How Does the Troy-Bilt Variable Speed Pulley Work?
The variable speed pulley used on a Troy-Bilt riding lawn mower is composed of two pieces, the fixed frame and the sliding center groove plate. The sliding groove plate slides between the two fixed frame grooves. As the plate slides one way, the pulley formed by one side of the fixed frame and one side of the sliding plate will either get larger or smaller. As one side gets smaller, the other side gets larger.
One drive belt goes from the engine to one side of the variable pulley. Another belt goes from the transmission to the other side of the variable pulley. The tension on these belts is equal when the mower is in operation.

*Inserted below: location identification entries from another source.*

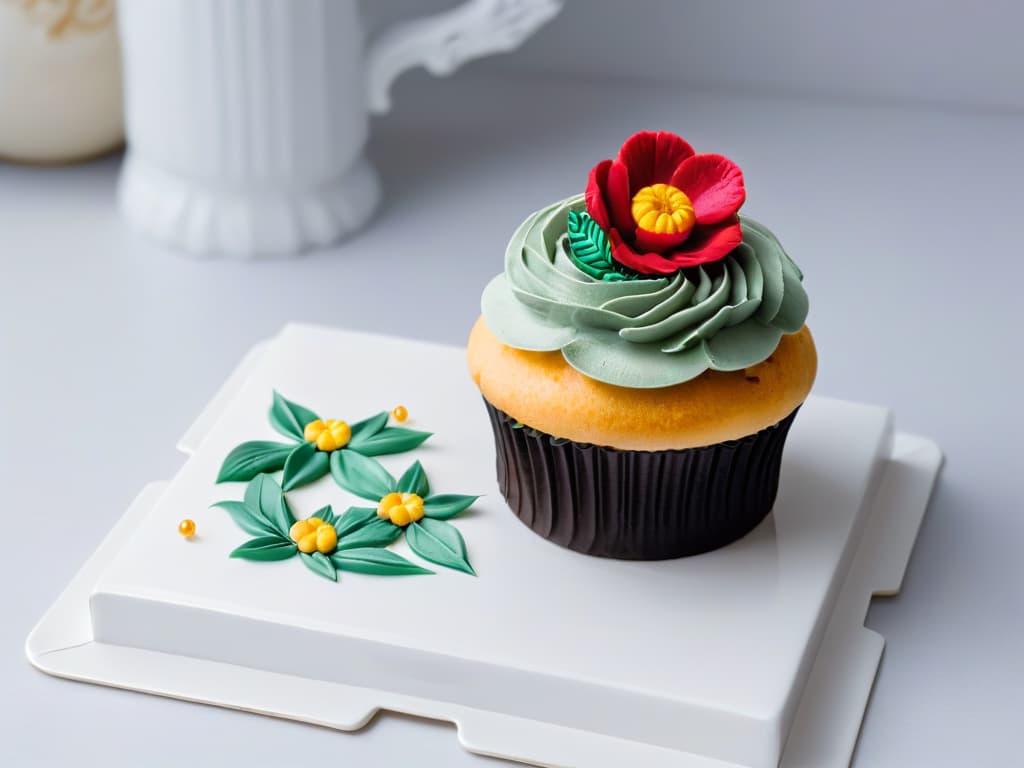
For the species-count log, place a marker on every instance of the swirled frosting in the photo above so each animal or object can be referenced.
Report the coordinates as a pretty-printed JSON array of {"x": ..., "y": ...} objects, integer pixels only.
[{"x": 723, "y": 315}]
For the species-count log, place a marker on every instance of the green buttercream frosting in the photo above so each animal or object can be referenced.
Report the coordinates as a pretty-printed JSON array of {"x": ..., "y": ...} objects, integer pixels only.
[{"x": 724, "y": 315}]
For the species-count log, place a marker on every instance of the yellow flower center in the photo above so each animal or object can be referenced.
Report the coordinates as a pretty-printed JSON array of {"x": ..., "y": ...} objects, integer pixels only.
[
  {"x": 329, "y": 435},
  {"x": 664, "y": 209},
  {"x": 401, "y": 509},
  {"x": 313, "y": 535}
]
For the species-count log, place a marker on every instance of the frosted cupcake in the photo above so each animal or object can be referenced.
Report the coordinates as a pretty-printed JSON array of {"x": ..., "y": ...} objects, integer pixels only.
[{"x": 642, "y": 358}]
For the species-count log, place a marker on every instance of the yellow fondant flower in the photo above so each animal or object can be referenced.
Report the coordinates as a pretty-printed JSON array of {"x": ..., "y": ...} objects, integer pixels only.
[
  {"x": 313, "y": 535},
  {"x": 329, "y": 435},
  {"x": 400, "y": 509}
]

The variable speed pulley is mounted on a sliding plate, which moves the pulley toward the engine or toward the transmission. As the pulley moves toward the engine, the transmission belt gets tighter. This forces the sliding plate in the variable pulley to squeeze the engine belt. The harder the engine belt is squeezed, the higher the engine belt will ride on the engine belt side of the variable speed pulley. Since the transmission is being driven by the variable pulley in its lowest setting, the transmission has more power and less speed.
If the variable speed pulley is moved toward the transmission, the engine belt will force the variable plate to squeeze the transmission belt. The engine belt will then move to a lower setting on the variable speed pulley while the transmission side will begin to ride higher. This causes the transmission to turn faster with less power.